Skip to content

[Proposal] Add BD3LM block-diffusion adapter (BD3LM) #1473

Description

@jlarson4

Proposal

Add a TransformerBridge adapter for BD3LM (Kuleshov Group, ICLR 2025), a block discrete-diffusion language model with a single block-size dial that interpolates between autoregressive and full diffusion.

Motivation

BD3LM is the diffusion-LM candidate with a unique property: one model, one block_size knob,block_size=1 is autoregressive, block_size=L is full diffusion, and intermediate values blend the two. This allows researchers to isolate the diffusion effect itself within a single model. It complements the addition of LLaDA (a fixed masked-diffusion model with no AR knob) and rides the rising diffusion-LM interp wave (SAEs + diffusion-time steering). Its checkpoints are tiny (~110–170M), so it is the cheapest novel testbed in this batch of architectures.

Gap scan (2026-06-25): ~3 models, ~29K downloads.

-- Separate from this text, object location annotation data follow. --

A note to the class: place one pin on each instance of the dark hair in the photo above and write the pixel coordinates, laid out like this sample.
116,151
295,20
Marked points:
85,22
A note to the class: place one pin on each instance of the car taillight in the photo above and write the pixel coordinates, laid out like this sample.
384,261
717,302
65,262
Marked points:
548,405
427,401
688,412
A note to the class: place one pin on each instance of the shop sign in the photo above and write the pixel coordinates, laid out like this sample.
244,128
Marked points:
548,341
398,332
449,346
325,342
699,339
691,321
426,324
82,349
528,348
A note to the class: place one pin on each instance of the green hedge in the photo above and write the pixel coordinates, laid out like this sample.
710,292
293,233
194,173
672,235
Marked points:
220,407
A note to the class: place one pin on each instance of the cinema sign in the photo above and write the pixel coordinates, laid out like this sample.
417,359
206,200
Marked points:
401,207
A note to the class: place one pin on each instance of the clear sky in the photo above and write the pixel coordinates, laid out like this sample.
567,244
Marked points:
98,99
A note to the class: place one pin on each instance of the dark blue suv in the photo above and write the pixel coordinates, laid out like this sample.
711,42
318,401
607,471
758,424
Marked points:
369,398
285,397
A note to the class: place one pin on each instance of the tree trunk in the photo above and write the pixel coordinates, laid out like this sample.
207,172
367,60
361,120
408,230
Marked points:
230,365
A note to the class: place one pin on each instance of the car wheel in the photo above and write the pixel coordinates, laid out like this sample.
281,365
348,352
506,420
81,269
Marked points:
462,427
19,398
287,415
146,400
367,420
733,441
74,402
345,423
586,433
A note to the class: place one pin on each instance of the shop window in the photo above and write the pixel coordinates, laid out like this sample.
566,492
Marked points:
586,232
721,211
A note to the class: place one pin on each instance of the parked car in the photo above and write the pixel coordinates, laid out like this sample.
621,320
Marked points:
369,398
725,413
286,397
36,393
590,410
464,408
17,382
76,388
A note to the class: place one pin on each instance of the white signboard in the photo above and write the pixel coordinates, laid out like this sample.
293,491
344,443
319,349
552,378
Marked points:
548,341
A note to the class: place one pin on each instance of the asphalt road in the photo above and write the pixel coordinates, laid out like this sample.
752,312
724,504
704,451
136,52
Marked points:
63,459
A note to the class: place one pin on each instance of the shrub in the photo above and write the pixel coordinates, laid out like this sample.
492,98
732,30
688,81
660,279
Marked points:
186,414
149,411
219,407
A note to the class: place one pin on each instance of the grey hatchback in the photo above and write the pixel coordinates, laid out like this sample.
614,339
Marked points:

Scope note (higher-effort adapter)

Not a standard AR decoder: it is a DiT-style iterative denoiser with adaLN conditioning (adaln: true, cond_dim) and a dual-view block-diffusion attention mask (causal: false, cross_attn: true), generated by an iterative denoising loop. The architecture class is BD3LM (architectures=["BD3LM"], model_type=bd3lm); it loads via AutoModelForMaskedLM per the config's auto_map, so it's remote-code. The hook surface (timestep conditioning, block mask, denoising steps) differs structurally from AR models. Scope the per-step vs single-pass hook representation early, and verify a single forward before the generation loop. Remote-code loading itself is supported (see openelm.py). Released OWT checkpoints are block_size 4 / 8 / 16 (plus a block_size1024-pretrain); block_size=1 is the conceptual AR limit, not a released checkpoint.

Pitch

Map the DiT-style denoiser blocks and expose residual/attention hooks; represent the block_size dial so researchers can sweep AR↔diffusion on one model.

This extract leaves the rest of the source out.